Friday, December 18, 2009

"I" is for Incredible Stuffing


Also referred to as the ‘dressing,’ stuffing is a mixture of ingredients used to stuff poultry, fish, meat, some vegetables and casseroles. It can be cooked separately from the main ingredient, such as vegetarian stuffing cooked separately from the Thanksgiving turkey, or the stuffing can be stuffed into the main ingredient, as done with turkey and chicken. While the stuffing list is endless, they all have two elements in common – all stuffings are usually well seasoned and based on breadcrumbs or cubes. However, cornbread, rice, potatoes and other ingredients can be used as the base, as well.
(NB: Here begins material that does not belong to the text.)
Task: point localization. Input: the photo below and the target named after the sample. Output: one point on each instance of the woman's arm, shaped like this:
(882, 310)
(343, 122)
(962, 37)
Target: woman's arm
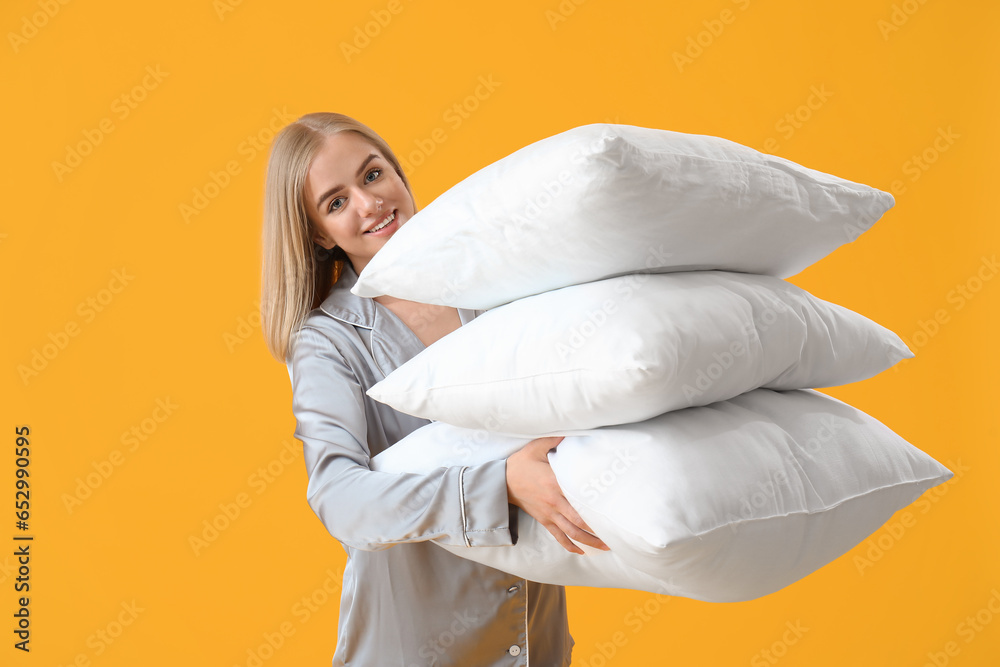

An old European wine rule states that red wine is best served with red meat, and white wine works with white meat. The person who came up with this rule was obviously more wino than stuffing gourmand. Stuffing – if its made to do its job – will add plenty of big flavours to most dishes and must certainly be considered as the primary ingredient when choosing a wine partner. So, the new pairing guideline, if there is one, might be: pair white wine with the biggest flavours in the dish, and pair red wine with the biggest flavours in the dish.
Here’s a few stuffing and wine partner choices:

Fruit and Nut-Based Stuffings:
Fruit and nut-based stuffings, such as those including half a cup each of dried plums, chopped apple and cranberries as well as almonds are best to be matched to a white wine with a hint of sweetness, such as an off-dry Riesling. The wine’s sweetness will marry well to the fruit’s sweetness in the stuffing.

Italian Style Stuffing:
An Italian style stuffing can consist of one jar (14-3/4 ounces) marinated artichoke hearts, (undrained), one package frozen chopped spinach (thawed and squeezed dry), one teaspoon of finely chopped fresh oregano and basil, half a cup of grated Parmesan, and one cup of white wine. Artichokes, spinach, fresh oregano and fresh basil all possess a wonderful ‘bitterness’ that works well with the bitterness in tannin found in heavier red wines like Zinfandel or Cabernet Sauvignon.

East-Indian Stuffing:
An East Indian stuffing can include one cup of pineapple juice, one cup of pineapple chunks, one cup of shredded coconut, one cup of raisins, one cup of almonds and one tablespoon of curry powder. The pineapple and coconut in the stuffing is best matched to a wine with a hint of sweetness. Off-dry Gewurztraminer offers enough sweetness, as well as a hint of spiciness to match the curry.

Mexican-Style Stuffing:
Adding one cup of oil, one cup of spicy tomato juice, half a cup of green salsa, one cup of olives (chopped), and one cup of celery (chopped), can make a wonderful Mexican-style stuffing. For this recipe you will want a white wine with good acidity to decrease the heat associated with the spicy tomato juice and green salsa. A full-bodied Chardonnay would do the trick, also able to hold its own against the big flavours of salsa and olives.